While some people may feel as though they are able to drive while drowsy or fatigued, many do not know the potential consequences of their actions. According to the National Highway Traffic Safety Administration, more than 800 people were killed and 44,000 people were injured in car accidents involving drowsy drivers in 2013. Furthermore, fatigued drivers in Tennessee and across the country caused at least 72,000 auto collisions that same year. These numbers reflect only reported accidents, however, and do not account for the significant number of collisions that go unreported every year.
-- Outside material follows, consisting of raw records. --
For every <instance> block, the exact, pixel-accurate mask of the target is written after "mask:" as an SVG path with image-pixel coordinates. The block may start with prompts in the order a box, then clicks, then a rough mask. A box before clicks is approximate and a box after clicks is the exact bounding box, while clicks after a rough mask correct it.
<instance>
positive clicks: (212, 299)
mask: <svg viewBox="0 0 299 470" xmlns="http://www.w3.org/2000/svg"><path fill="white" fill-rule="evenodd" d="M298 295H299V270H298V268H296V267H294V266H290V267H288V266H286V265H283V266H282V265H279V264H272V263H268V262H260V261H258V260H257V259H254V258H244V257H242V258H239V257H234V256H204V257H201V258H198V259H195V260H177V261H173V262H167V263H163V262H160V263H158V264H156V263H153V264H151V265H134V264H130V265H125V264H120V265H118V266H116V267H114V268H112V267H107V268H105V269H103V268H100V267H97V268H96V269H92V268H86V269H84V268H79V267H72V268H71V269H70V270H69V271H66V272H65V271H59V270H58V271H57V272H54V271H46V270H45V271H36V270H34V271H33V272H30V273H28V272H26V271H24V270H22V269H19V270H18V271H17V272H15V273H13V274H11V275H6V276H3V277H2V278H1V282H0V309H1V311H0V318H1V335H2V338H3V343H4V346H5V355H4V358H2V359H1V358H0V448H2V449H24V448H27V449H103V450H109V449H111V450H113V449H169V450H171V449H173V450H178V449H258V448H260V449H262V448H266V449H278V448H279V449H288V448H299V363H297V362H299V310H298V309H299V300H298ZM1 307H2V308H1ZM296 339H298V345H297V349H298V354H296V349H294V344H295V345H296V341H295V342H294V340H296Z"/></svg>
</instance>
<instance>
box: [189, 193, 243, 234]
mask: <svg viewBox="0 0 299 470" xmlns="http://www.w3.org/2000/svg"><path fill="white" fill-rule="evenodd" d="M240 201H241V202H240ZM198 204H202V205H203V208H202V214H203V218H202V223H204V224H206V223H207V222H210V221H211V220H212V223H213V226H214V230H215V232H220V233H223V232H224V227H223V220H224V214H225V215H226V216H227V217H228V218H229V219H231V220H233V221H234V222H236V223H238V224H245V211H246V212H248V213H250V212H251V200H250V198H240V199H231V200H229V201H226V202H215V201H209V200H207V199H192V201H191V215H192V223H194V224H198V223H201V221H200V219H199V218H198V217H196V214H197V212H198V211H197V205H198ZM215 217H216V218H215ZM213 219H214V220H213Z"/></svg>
At least 70 million people in the U.S. suffer from sleeping disorders, putting them at a potential risk for falling asleep behind the wheel, according to the Centers for Disease Control and Prevention. People who take certain prescription medications that cause drowsiness are also in danger, and should avoid driving. When drowsy motorists engage in distractive behaviors, such as using a cellphone while driving or are intoxicated while behind the wheel, the risk of an accident increases significantly. All drivers should make sure to get plenty of rest before heading out on the road, especially teenage motorists, as they require more sleep.

Not only are drowsy drivers less likely to respond to critical hazards, such as pedestrian crossings, traffic signals or bad weather conditions, but they are unable to react to other drivers’ behavior. If for some reason, a driver must brake suddenly or switch lanes to avoid an object in the road, he or she may be unable to do so if fatigued.